Overview
The Weber group will investigate the electronic and geometric structures of selected ruthenium- and copper-based catalysts for water oxidation, as well as of reaction intermediates in the catalytic cycle. Ions of catalysts and reaction intermediates are transferred into the gas phase by electrospray ionization. The ions are cooled in an ion trap, mass selected and irradiated by pulsed light, which is tunable throughout the mid-infrared, visible and near-ultraviolet spectrum. Photon absorption is monitored by photofragmentation of the target ions, allowing the measurement of their vibrational and electronic spectra. Cooling the ions to low temperatures is crucial to obtain the necessary spectroscopic detail. Vibrational spectra will result in structural information on the ions under study, which is particularly important for reaction intermediates. Measuring the electronic spectra of catalysts and reaction intermediates will aid clarification of speciation in reactive solutions. In addition, the excited state vibrational structure will help modeling excited state dynamics and reactivity.
Intellectual Merit
The generation of a sustainable energy economy is one of the most important technological advances to be attained in the next decades. One of the most promising avenues towards this goal is the electrochemical or photoelectrochemical conversion of carbon dioxide and water into chemically useable fuels. For this process to be economically viable, catalysts for the multielectron/multiproton redox chemistry need to be developed. In many approaches to this problem, catalytic water oxidation is used to supply the electrons and protons needed for solar fuel generation. However, the molecular-level mechanisms involving the different steps in the catalytic cycle are often poorly understood, hindering the rational design of such catalysts.

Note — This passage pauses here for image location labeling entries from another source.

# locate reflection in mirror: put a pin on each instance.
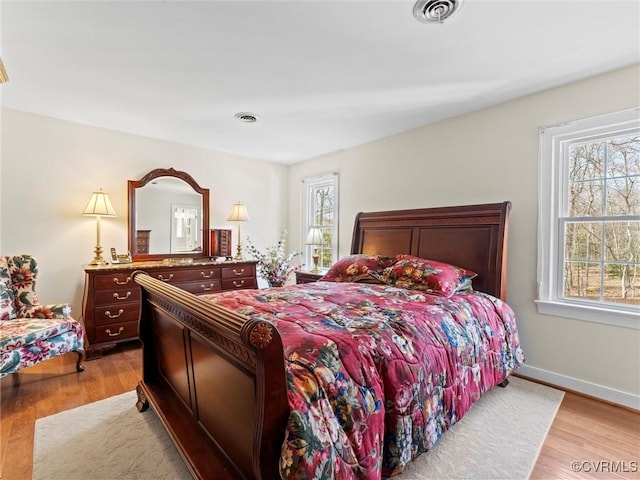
(184, 228)
(168, 216)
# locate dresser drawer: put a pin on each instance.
(239, 283)
(125, 312)
(201, 287)
(116, 331)
(109, 281)
(175, 275)
(237, 271)
(114, 296)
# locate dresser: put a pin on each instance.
(111, 304)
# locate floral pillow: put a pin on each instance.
(358, 267)
(7, 298)
(429, 276)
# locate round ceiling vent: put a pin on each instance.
(435, 11)
(246, 117)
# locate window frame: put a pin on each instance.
(308, 185)
(552, 202)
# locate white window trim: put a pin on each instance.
(550, 177)
(307, 184)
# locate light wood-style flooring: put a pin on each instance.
(603, 438)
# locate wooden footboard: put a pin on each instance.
(216, 380)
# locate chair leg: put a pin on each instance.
(79, 366)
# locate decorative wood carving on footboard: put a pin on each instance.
(216, 379)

One of the main problems on the road to understanding the mechanisms underlying these catalytic processes is that many different species are present in reactive solutions, making condensed phase identification and study of key molecules and reaction intermediates very difficult. Since homogeneous catalysts and reaction intermediates in water oxidation catalysis are often ions, an elegant way to circumvent this issue is to selectively prepare and study the species of interest in the gas phase. Mass spectrometric preparation of ions from solutions in concert with laser spectroscopy is a powerful approach to do this.
Broader Impacts
The chemistry explored in the proposed work will be of considerable benefit to many areas of science, particularly to chemical energy science and chemical engineering. Under the assumption that many areas of technology will continue to depend on the use of carbon based chemical fuels for the foreseeable future, environmental as well as economic and geopolitical pressures call for the development of fuel sources independent from fossil fuels. The understanding of the reactions at play in solar fuels catalysis will aid in the development of new catalysts for the generation of chemical fuels from sustainable sources.

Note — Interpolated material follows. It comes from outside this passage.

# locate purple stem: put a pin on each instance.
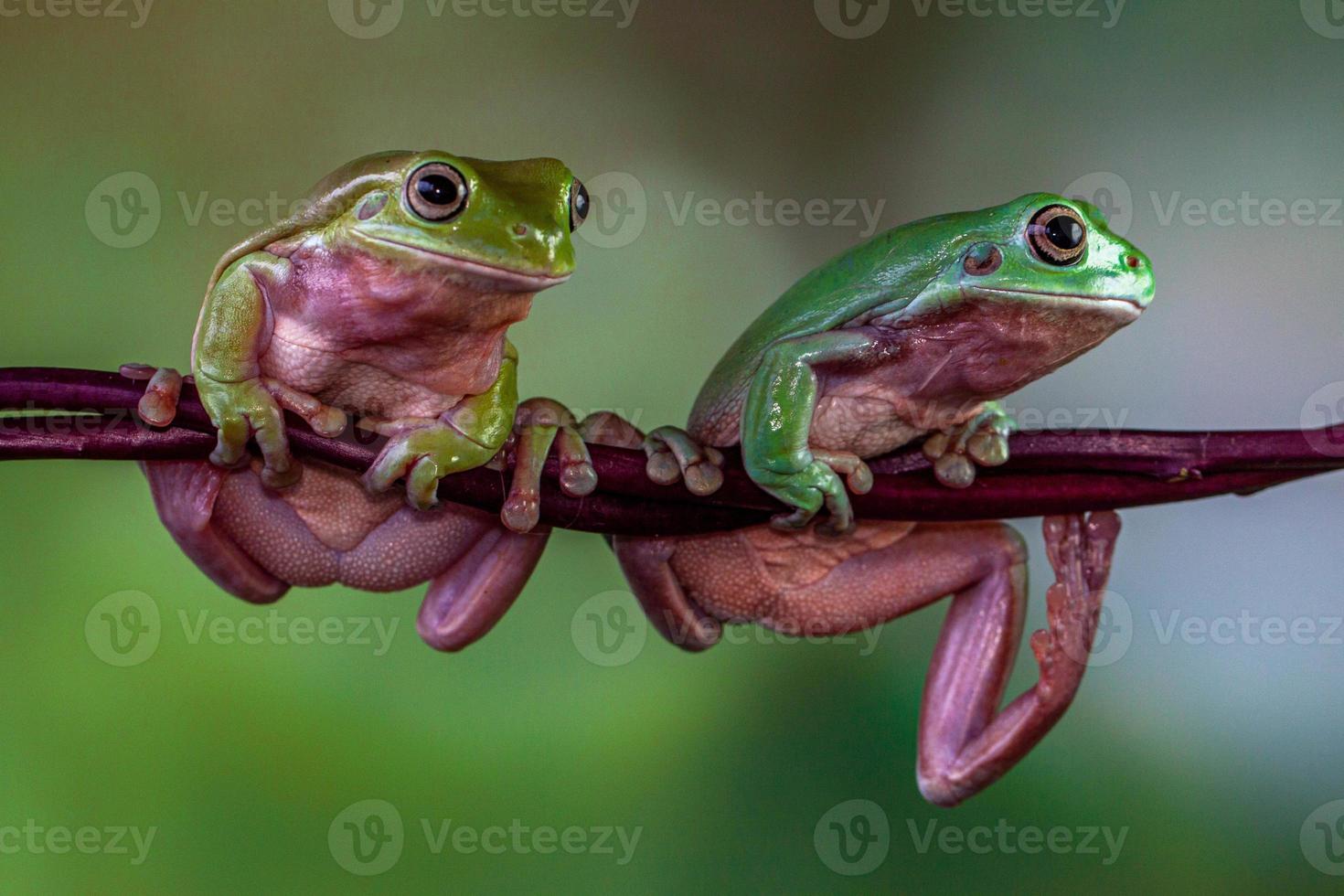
(1049, 472)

Additionally, the proposed work has important educational aspects. In addition to the laboratory research, an educational JAVA applet will be developed to enhance student understanding of the quantum mechanical treatment of angular momentum. The experiments, computational research and the JAVA applet development will be carried out by graduate student researchers. This will contribute to the education of the next generation of scientists who will be trained in a broad range of laboratory techniques as well as interactive teaching technology.

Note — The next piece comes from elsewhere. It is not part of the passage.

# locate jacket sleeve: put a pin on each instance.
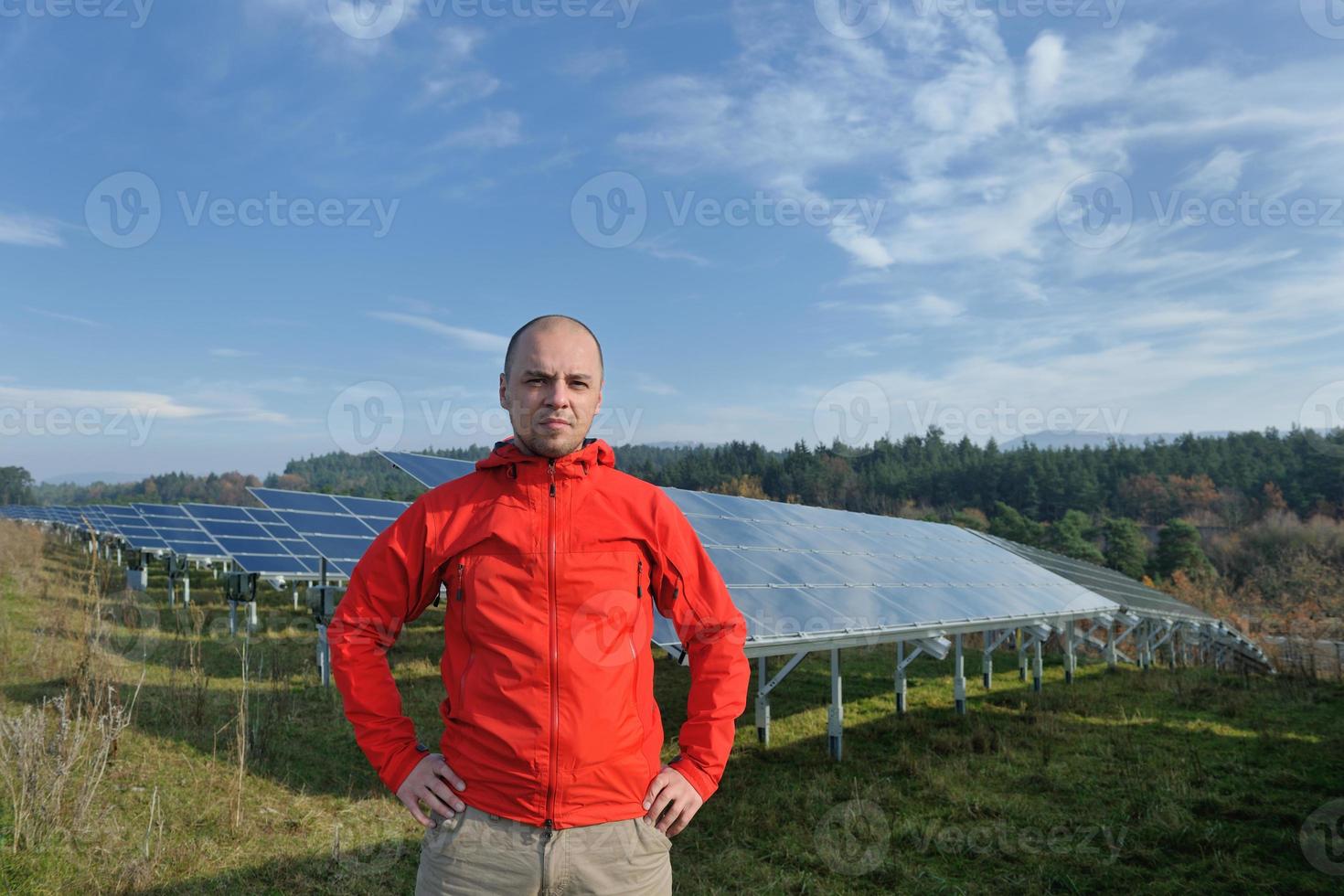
(691, 592)
(391, 586)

The PI will be involved in the enormously successful CU Wizards outreach program. This is a continuing Saturday morning lecture series that treats topics in astronomy, chemistry, engineering, and physics, and is intended primarily for students in grades five through nine. The PI contributes an interactive lecture to this series with many experimental demonstrations, introducing the audience to the world of buoyancy and water displacement.